A long weekend can be deeply restorative and inspiring, while also fitting within the realities of life. We hope this opportunity is a good fit for parents, working writers, or anyone else with a complicated schedule. The focus will be on connecting to that vital force that is creativity, and coming away feeling reenergized and whole.
About Sarah and Amy:
Sarah and Amy are both working writers, teachers, and mothers, who know just how restorative it can be when writers get together to reactivate their creative powers.
Sarah McColl is the author of the debut memoir, Joy Enough (Liveright Publishing/Norton, 2019). She also writes Lost Art, a monthly newsletter about the creative work of (mostly) dead women.

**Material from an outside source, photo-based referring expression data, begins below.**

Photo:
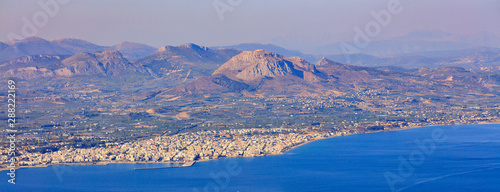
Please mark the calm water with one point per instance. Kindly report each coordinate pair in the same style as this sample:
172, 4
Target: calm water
455, 158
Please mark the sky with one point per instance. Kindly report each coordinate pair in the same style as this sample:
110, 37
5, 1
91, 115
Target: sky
295, 24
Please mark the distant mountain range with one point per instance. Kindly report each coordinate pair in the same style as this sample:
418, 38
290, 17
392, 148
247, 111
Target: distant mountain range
35, 57
67, 46
264, 72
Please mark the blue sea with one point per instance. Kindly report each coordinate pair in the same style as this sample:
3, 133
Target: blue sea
439, 158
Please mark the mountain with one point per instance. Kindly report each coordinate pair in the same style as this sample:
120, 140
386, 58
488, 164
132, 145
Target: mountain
255, 65
107, 63
3, 46
32, 46
273, 48
78, 46
132, 50
185, 61
68, 46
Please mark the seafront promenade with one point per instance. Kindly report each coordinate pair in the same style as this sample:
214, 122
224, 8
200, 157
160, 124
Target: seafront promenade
183, 147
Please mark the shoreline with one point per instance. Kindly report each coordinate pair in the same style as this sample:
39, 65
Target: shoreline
264, 155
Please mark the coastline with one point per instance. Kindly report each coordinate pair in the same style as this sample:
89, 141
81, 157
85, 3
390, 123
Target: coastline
497, 121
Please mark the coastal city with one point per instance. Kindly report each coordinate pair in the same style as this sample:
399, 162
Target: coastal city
192, 146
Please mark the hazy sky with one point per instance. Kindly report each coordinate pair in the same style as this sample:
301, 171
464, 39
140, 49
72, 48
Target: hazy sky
296, 24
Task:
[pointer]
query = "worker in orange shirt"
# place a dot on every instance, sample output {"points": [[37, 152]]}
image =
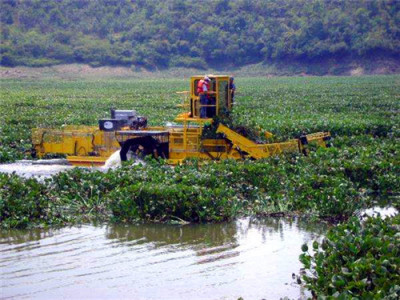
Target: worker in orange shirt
{"points": [[203, 88]]}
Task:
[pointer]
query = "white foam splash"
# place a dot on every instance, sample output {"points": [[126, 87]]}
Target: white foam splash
{"points": [[383, 212], [114, 161]]}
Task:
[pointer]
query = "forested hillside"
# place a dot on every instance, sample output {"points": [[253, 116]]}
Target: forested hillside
{"points": [[200, 34]]}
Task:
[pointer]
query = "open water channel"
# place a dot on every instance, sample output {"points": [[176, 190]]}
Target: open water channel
{"points": [[249, 258]]}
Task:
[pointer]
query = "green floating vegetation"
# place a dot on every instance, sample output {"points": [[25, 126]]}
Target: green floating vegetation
{"points": [[356, 260]]}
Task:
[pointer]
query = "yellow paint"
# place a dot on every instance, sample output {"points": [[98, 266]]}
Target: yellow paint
{"points": [[89, 146]]}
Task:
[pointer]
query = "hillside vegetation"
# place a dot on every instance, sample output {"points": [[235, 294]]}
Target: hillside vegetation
{"points": [[197, 34]]}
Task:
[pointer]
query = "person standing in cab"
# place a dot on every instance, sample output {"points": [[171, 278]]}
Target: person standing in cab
{"points": [[232, 88], [203, 87]]}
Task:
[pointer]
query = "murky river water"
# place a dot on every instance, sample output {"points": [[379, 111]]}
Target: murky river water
{"points": [[249, 258]]}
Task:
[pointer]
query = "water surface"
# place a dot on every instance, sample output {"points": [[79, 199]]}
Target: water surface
{"points": [[249, 258]]}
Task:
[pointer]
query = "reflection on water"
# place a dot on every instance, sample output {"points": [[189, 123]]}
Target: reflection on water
{"points": [[250, 258]]}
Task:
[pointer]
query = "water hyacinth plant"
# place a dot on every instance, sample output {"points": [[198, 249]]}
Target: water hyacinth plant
{"points": [[356, 260]]}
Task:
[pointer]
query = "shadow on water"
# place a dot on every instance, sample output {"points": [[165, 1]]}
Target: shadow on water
{"points": [[250, 258]]}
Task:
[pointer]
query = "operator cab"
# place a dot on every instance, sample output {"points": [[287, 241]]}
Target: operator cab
{"points": [[219, 99]]}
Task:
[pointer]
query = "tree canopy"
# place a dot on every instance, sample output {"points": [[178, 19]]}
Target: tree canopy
{"points": [[200, 34]]}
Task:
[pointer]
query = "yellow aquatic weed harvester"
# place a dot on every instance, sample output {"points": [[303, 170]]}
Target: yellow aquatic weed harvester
{"points": [[129, 133]]}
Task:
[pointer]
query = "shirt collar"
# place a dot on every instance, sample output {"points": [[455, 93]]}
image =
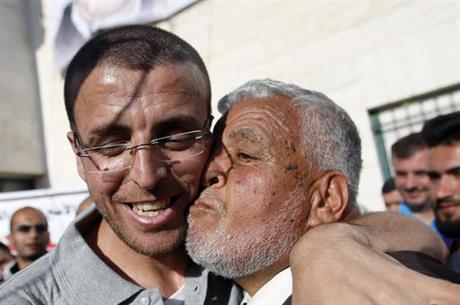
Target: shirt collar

Her essays have appeared in Paris Review, McSweeney's, StoryQuarterly, Departures and elsewhere. She is the recipient of fellowships from MacDowell, where she was named the 2017 Mary Carswell Fellow, the Millay Colony for the Arts, Ucross Foundation, Vermont Studio Center, Virginia Center for the Creative Arts, and Wrangell Mountains Center, and a Pushcart Prize nominee for her essay on singer-songwriter Connie Converse.
Before receiving her MFA at Sarah Lawrence College, Sarah was the founding editor in chief of Yahoo Food. Her food writing has been featured in print and online for Bon Appétit, House Beautiful, The Guardian, Food52, Modern Farmer, Extra Crispy and others.
Sarah has facilitated creative writing workshops at Sarah Lawrence College, Mendocino Coast Writers Conference, Catapult, Gotham Writers’ Workshop, her own independently run workshops for writers who are mothers, and for many young writer programs including the University of Virginia, Brooklyn Friends School, and Wordstruck. She lives with her family in Northern California and fell in love with the Midwest as a college student in Minnesota.
Amy Shearn is the award-winning author of the novels Unseen City (Red Hen Press, 2020), The Mermaid of Brooklyn (Touchstone/Simon & Schuster, 2013), and How Far Is the Ocean From Here (Shaye Areheart/Crown, 2008). Her next novel, Dear Edna Sloane, comes out in 2023 from Red Hen Press.
She has worked as an editor at Medium, JSTOR, Conde Nast, and other organizations, and has taught creative writing at NYU, Sackett Street Writers Workshop, Gotham Writers’ Workshops, Catapult, Story Studio Chicago, the Yale Writers' Workshop, and the Writing Co-Lab, which she helped found.
Amy's work has appeared in many publications including the New York Times Modern Love column, Slate, Poets & Writers, Literary Hub, Real Simple, Martha Stewart Living, O: The Oprah Magazine, and Coastal Living. Amy received a Promise Award from the Sustainable Arts Foundation, and has been awarded residencies at SPACE on Ryder Farm, The Unruly Retreat, and The Cabins. She has also hosted and curated many literary events in New York City, including a reading series called Lit at Lark and an author talk series, Bookish, at the Brooklyn Public Library.
Amy has an MFA from the University of Minnesota, and lives in Brooklyn with her two children. She is originally from the Chicago area.
Sarah and Amy first met in a windowless Conde Nast editorial office in 2009, when Sarah told Amy she was the cutest pregnant lady, and Amy was totally starstruck because she’d been a faithful reader of Sarah’s lifestyle blog for years. They’ve been meaning to work on something cool together ever since.